Bowel resection can be undertaken totally laparoscopically as per Rebuffat et al6 and Legnani et al,23 or it can be laparoscopically guided by a minilaparotomy on top of the area where the nonviable bowel has been laparoscopically located. Bowel or omentum needing resection can be found in both incarcerated and strangulated, moreso in the latter as Leibl et al show. They reported on 2 cases in the incarcerated group needing resection of necrotic omentum; on the other hand in the strangulated group, 2 patients needed omentectomy, one needing small bowel resection, and one needing an appendiceal resection.7 The length of stay as expected does become longer in the series that stratify the length of stay as per resections due to the time needed by patients to resume normal bowel function and tolerate a diet prior to discharge. Rebuffat et al6 show in their series that the length of stay increases from a mean of 2.6 days in the group with no resection to 6 days in the group with resections.
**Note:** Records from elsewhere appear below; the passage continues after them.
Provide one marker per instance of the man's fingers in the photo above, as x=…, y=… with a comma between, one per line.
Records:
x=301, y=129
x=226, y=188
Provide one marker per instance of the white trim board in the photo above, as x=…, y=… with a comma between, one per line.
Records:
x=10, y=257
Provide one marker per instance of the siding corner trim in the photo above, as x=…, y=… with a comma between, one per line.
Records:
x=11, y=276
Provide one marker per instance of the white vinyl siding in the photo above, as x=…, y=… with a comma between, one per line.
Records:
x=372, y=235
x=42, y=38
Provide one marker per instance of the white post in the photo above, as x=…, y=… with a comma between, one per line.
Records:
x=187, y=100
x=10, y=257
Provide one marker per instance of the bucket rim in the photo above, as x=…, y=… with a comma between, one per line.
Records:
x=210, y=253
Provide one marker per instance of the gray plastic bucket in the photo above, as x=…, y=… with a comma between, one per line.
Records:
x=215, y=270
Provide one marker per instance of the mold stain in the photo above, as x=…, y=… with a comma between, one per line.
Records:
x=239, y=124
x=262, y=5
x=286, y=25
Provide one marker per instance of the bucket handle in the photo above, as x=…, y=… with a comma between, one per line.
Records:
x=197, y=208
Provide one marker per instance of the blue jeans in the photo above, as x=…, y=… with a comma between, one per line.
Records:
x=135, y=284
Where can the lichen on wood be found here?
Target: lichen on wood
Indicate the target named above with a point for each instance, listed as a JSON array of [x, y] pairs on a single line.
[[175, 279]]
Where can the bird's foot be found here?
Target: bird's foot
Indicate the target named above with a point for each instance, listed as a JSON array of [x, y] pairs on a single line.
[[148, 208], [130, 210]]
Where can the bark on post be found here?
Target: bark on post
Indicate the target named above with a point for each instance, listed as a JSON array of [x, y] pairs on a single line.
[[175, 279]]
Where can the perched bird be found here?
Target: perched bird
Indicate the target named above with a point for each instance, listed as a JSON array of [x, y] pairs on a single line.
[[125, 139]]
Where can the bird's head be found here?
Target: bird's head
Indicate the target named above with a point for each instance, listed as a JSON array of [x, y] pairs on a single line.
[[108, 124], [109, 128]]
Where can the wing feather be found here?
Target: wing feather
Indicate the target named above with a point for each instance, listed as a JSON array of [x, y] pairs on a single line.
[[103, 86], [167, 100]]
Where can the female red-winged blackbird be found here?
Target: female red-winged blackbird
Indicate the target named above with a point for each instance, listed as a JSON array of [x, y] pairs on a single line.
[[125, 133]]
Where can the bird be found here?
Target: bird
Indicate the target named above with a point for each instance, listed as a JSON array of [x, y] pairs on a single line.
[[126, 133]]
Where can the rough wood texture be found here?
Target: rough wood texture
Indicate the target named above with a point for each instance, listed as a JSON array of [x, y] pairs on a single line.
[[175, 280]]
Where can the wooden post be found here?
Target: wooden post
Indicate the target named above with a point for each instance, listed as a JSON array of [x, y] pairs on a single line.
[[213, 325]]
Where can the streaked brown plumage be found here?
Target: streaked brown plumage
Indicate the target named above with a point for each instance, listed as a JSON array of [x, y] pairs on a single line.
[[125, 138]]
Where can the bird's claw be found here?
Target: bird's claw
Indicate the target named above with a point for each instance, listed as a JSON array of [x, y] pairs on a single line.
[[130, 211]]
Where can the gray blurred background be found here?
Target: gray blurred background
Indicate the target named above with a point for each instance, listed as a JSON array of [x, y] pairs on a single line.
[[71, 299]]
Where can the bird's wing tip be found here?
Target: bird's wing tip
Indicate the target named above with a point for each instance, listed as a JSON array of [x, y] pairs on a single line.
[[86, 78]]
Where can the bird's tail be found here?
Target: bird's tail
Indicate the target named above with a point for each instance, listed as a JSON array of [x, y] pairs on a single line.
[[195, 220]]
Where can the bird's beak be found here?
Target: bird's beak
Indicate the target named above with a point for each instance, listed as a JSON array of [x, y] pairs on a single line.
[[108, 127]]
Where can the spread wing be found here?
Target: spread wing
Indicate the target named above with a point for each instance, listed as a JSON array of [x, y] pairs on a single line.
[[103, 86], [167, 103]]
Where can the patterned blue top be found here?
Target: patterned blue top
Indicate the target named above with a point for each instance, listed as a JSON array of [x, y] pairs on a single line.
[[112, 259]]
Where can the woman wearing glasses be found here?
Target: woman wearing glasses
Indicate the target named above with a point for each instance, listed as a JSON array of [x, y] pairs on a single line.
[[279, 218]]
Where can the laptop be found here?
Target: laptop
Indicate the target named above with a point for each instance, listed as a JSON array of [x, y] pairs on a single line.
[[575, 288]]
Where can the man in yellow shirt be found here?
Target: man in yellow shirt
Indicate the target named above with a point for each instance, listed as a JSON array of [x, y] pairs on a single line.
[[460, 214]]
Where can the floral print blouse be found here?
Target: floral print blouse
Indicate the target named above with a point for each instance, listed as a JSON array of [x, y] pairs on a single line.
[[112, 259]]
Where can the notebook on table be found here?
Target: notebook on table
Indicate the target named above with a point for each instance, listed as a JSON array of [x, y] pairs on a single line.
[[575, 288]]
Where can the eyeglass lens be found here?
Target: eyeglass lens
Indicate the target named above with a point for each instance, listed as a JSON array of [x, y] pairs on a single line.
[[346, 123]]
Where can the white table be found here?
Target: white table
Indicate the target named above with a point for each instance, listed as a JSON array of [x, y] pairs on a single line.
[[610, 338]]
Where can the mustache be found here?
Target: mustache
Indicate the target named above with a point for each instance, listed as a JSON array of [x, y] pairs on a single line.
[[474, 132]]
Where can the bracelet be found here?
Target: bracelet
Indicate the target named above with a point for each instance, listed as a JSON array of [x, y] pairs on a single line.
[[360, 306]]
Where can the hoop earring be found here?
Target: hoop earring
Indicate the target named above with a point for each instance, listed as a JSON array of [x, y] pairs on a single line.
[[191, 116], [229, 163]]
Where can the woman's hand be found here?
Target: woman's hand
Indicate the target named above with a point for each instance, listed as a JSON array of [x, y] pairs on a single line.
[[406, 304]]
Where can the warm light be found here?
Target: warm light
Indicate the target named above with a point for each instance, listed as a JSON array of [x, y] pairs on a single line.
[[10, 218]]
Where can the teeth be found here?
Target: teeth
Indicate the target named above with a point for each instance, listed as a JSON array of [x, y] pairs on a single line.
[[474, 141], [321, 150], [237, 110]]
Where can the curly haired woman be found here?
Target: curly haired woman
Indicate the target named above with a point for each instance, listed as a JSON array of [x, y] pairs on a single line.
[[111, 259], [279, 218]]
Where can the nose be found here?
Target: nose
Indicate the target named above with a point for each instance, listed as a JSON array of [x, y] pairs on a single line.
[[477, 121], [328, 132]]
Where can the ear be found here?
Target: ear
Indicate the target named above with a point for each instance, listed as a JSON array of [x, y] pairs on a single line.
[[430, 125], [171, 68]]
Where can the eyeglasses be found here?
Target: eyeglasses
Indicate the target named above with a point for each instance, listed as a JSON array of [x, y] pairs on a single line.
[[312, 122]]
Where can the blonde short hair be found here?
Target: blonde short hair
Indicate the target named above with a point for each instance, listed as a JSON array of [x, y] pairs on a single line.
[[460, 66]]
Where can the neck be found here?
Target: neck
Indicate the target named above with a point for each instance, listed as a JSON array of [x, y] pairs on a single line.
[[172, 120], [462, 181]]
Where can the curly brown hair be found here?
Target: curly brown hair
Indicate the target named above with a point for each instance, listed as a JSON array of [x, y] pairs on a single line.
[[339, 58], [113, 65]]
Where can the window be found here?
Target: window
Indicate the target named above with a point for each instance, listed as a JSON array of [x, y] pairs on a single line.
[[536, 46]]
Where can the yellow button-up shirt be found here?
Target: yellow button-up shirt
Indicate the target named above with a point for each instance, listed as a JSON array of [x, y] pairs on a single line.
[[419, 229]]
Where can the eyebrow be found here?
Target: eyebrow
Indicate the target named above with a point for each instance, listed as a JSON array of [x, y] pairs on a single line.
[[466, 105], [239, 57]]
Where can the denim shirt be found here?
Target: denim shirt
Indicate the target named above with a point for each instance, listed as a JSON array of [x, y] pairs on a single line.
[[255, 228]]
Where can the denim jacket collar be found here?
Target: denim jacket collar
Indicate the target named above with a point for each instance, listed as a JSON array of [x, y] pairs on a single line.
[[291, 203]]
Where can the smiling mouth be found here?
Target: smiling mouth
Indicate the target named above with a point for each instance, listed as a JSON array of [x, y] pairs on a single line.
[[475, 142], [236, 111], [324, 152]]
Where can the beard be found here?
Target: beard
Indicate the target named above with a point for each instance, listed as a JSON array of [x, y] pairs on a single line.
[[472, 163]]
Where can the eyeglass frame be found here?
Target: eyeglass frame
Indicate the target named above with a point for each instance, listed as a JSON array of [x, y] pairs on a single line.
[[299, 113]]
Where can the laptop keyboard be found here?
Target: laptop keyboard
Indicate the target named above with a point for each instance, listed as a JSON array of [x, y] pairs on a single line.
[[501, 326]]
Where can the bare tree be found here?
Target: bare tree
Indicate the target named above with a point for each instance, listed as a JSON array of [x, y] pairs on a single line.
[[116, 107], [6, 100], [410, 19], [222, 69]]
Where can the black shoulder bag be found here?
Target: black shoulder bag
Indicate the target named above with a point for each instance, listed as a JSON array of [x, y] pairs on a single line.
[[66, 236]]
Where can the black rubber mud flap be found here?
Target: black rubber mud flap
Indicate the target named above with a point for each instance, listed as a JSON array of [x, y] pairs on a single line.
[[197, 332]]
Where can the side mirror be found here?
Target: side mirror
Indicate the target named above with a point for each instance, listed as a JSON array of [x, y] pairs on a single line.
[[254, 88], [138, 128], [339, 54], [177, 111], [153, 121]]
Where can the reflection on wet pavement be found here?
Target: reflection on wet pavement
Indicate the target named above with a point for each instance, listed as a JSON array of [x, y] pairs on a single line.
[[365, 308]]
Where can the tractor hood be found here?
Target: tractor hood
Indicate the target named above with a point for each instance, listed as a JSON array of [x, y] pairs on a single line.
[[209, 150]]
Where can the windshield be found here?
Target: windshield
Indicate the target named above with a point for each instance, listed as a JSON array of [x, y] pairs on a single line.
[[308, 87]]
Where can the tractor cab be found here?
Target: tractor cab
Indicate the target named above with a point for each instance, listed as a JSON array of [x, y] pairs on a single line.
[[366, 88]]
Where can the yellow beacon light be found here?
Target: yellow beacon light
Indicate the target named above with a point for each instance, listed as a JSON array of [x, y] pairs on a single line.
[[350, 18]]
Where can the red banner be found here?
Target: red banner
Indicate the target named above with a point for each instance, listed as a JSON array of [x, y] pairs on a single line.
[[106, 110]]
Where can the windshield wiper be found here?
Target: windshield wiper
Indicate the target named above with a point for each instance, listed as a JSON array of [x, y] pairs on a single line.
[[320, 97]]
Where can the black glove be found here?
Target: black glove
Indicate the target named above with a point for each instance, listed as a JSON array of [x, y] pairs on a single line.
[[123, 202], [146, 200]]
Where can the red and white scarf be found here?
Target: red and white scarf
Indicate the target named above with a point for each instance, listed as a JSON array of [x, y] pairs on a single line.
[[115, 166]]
The issue of manual reduction of the bowel while the patient is under anesthesia is still controversial; however, using the laparoscopic approach solves this controversy for the bowel is examined in the peritoneal cavity without the need to manipulate outside through the internal ring as happens with the open technique. Instead, we can run the bowel inside the abdomen and assess its viability.26

A large series of 194 patients was reported by Leibl et al7 repairing incarcerated inguinal hernias using a TAPP approach. The reduction in this series was carried out partly manually in 47 cases, and laparoscopically in 153 cases or a combination of both in the remaining cases; however, the 6 bowel resections done were not alluded to as laparoscopically or otherwise. The morbidity in that series was 3.8% similar to rates in reducible hernias.7 Ferzli et al5 supported these findings in their series reporting no recurrences and 2 complications treated conservatively in their 11 case series of TEP repairs of strangulated hernias. Previously published data comparing laparoscopic with open hernia repair does confirm that the laparoscopic approach is superior to the open approach in minimizing persisting pain and numbness with a quicker return to usual activities. However, operation times are longer, the risk of serious complication rate with respect to visceral (especially bladder) and vascular injuries is higher,16 not to mention the higher cost which is in the order of an increment of 75%27 mostly contributed to the high cost of the disposable laparoscopic instruments.28 The complications that are of a higher risk with the laparoscopic approach are blind Veress needle insertion into a viscus or a vessel. That can be reduced by using an open Hasson port insertion and pneumoperitoneum insufflation, keeping in mind the relative contraindications for laparoscopy like previous surgery, extensive adhesions, and bowel distention due to obstruction that increases the likelihood of bowel injuries and iatrogenic serosal tears.

CONCLUSION

From this systematic review, we can conclude that the laparoscopic approach, irrespective of whether TEP or TAPP is used is feasible in tackling the problem, exposing the sac and its contents, reducing it, and eventually repairing the hernia with a mesh. It can also be used for bowel resection if the segment is deemed nonviable after the repair has been completed and gives ample time to the bowel to manifest as viable or nonviable to the surgeon. The overall rate of complication, recurrence, and hospital stay are very close to the rates documented in open repair for strangulated/incarcerated hernias; henceforth, this approach is a feasible and safe one in managing acute inguinal hernia presentations taking into consideration the knowledge of anatomy and expertise needed in dissecting and reducing the sac. Further randomized controlled trials are needed to confirm the superiority of the laparoscopic approach over the open approach in managing these presentations.